The Marvelous Tamunuts
Journalism is a harsh mistress. In her service, men have been known to abandon hearth and home, track down the most elusive quarry, even dine with politicians. But never before, for me at least, had it involved eating tamunuts.
“Tamunuts,” Dr. Karl Mattil said, as he tossed them across the desk at me. The object of his comment was a handful of darkish pellets enclosed in a small polyethylene sack. Several cards were attached to the sack with a lot of home-lettered propaganda explaining just what the contents were. “They’re really toasted glandless cottonseeds, but we couldn’t call them that,” Dr. Mattil went on, quite jauntily. “Try one.”
I live to tell that tamunuts (after Texas A&M University) are not at all bad, though not quite the equal of Dr. Mattil’s cottonseed-chocolate chip cookie. Such a testimonial would be considered faint praise by the men of A&M, for they have set their sights higher than enticing mere journalists to choke down their wares. The tamunuts are part of their plan to feed the world.

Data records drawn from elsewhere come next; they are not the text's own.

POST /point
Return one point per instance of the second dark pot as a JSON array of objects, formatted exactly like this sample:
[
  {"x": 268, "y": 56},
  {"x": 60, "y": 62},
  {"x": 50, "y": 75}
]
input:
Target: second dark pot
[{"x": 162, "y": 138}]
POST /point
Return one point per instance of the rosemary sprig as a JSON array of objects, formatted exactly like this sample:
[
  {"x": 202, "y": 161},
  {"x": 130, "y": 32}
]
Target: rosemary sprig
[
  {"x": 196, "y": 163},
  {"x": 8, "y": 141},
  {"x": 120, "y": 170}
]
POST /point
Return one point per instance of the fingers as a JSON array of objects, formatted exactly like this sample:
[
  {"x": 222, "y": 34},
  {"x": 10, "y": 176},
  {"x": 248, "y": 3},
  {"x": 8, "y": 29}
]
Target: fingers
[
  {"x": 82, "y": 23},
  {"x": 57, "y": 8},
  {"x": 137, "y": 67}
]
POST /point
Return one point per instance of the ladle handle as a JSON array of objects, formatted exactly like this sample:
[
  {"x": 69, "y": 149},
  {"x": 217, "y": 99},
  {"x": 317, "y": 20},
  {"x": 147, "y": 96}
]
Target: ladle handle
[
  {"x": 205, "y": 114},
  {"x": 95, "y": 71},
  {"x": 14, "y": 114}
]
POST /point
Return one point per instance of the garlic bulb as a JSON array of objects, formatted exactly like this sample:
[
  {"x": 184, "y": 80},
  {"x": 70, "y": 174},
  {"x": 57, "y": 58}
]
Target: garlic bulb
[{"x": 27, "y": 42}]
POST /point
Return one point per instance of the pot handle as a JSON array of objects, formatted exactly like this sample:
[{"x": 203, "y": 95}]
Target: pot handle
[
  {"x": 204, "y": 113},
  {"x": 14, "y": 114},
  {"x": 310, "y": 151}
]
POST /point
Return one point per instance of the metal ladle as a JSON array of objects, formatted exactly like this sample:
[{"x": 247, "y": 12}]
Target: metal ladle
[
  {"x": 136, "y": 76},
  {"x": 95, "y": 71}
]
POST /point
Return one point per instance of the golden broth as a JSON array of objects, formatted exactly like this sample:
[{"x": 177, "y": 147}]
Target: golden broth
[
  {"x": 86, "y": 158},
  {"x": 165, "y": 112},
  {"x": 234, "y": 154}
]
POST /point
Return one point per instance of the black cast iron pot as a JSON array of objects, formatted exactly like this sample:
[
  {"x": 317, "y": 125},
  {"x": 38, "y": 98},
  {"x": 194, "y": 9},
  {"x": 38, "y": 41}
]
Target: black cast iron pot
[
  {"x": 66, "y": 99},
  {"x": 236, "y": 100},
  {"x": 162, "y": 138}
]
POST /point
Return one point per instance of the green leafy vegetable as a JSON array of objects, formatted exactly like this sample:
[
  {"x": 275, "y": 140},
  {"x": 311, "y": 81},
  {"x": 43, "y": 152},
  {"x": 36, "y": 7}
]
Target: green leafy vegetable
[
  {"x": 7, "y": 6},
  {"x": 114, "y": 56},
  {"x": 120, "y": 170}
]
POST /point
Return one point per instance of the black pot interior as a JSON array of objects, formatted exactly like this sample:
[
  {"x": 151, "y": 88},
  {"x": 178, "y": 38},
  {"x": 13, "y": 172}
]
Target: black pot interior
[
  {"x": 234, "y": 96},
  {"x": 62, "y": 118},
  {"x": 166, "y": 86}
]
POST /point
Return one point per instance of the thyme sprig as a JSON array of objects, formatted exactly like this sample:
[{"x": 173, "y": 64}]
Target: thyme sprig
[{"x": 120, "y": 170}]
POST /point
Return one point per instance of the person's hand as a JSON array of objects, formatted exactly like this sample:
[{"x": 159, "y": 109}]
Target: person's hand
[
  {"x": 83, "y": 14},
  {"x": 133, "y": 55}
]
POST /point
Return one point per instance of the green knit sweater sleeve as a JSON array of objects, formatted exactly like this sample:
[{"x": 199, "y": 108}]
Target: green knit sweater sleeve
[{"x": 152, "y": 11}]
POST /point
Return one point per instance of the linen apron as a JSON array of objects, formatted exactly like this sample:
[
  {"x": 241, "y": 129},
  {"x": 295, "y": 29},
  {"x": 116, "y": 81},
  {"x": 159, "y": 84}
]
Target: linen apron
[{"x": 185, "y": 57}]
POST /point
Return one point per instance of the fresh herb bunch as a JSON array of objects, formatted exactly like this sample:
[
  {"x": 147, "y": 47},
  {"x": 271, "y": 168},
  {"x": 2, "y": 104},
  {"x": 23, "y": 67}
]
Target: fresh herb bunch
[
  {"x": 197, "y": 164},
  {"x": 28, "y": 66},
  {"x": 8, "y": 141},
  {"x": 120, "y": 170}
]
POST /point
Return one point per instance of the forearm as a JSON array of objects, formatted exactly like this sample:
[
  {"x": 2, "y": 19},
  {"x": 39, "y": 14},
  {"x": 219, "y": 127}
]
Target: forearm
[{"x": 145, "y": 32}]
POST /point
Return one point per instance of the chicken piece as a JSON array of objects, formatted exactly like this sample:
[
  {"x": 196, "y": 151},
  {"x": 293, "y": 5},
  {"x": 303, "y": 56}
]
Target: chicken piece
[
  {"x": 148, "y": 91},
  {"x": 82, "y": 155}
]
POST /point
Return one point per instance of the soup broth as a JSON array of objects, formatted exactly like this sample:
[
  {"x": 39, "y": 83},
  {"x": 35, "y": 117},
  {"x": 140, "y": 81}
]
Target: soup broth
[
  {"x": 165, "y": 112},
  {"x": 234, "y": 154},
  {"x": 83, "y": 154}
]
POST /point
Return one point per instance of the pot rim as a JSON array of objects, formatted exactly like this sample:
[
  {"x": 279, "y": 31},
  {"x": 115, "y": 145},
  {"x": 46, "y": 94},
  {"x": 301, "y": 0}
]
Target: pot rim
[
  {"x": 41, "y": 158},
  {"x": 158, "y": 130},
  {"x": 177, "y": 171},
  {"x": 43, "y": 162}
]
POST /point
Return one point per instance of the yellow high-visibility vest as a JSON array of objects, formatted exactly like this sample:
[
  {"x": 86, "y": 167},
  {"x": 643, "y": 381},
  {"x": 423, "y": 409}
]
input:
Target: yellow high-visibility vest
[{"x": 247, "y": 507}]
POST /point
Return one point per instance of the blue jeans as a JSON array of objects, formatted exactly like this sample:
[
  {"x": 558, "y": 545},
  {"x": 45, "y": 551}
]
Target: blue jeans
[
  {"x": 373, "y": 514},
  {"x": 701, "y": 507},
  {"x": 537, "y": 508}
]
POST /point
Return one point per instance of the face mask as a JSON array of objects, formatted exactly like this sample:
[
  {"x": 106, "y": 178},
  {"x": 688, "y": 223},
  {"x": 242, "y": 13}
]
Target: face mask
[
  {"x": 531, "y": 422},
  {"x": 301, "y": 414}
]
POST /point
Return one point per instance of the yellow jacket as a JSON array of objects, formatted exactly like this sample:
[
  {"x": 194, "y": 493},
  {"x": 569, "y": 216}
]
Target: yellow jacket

Both Dr. Mattil and the tamunuts are affiliated with the Food Protein Research and Development center at A&M, the tamunuts as products and Dr. Mattil as director. He is a lean man in his fifties, and at first glance his thin lips and precisely parted hair give him an air of fastidiousness like that which radiates from photographs of T.S. Eliot. After just a few minutes of listening to his schemes, however, it becomes clear that the more appropriate photographic image is that of Andrew Carnegie beaming in front of a blast furnace, for he and his colleagues are can-do men of the first order.